DARIO SARIC. Iniziare l’Olimpiade stoppando Gasol in cerca del pareggio non è cosa da tutti. Il carnefice dell’Italia ha mostrato una maturità incredibile per un ventunenne, stesso dicasi per la personalità e la grinta. Approfittiamo di Rio per godercelo in pieno, perché dalla prossima stagione andrà ad arricchire un front-court costipato di (presunte) promesse, e Saric potrebbe attraversare giorni non allegri nella franchigia che ad oggi ha fatto della perdente tanking-culture una ragion d’essere. Allo staff di Phila l’appello di non farlo sparire, perchè se lo rovinano stavolta li andiamo a cercare, e non saremo simpatici. Saric non sempre ha giocato benissimo, non sempre è fluidissimo avvicinandosi al ferro, ma è il puntello che porta il rimbalzo o il canestro quando lunghi o guardie non funzionano; che sia poi lui il vero cervello di una Croazia priva di veri registi, beh questo lo si sapeva, anche prima che le sue meningi aprissero la scatola Azzurra.

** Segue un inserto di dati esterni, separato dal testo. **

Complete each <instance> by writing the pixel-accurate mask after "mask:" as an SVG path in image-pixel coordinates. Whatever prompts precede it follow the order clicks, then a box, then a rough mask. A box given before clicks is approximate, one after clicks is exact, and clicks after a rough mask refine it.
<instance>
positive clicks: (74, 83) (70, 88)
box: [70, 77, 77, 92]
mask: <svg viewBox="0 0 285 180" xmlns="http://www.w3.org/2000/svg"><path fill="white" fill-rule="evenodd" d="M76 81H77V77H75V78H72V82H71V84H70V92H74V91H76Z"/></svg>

MIROSLAV RADULICA. Boa e spesso terminale delle azioni serbe, centro classico di post basso o post alto e stop, ma giocati di lusso. Non lo vedrete “galleggiare” lievelieve per il campo: una ventata di tradizione a cui si allaccia bene il gioco serbo, capace di condurre i 24 secondi in modo da farli sembrare infiniti ai difensori. Il fresco acquisto di Milano sta mostrando sugli altri centri una superiorità fisica contrastabile solo dai due acronimi USA: DMC e DAJ. La sua stazza essenziale e redditizia anche nell’epoca dello small ball si rivela una carta vincente ad alto livello. Ha la faccia cattiva, e in effetti non è giocatore tenero, anche se ha pause difensive che Sasha Djordjevic ha dimostrato di saper gestire. Lo attendiamo con ansia in Italia, anche perchè siamo curiosi di vederlo alle prese coi nostri grigi, tradizionalmente molto sensibili ai risvolti meno tecnici e più “relazionali” della gestione delle partite.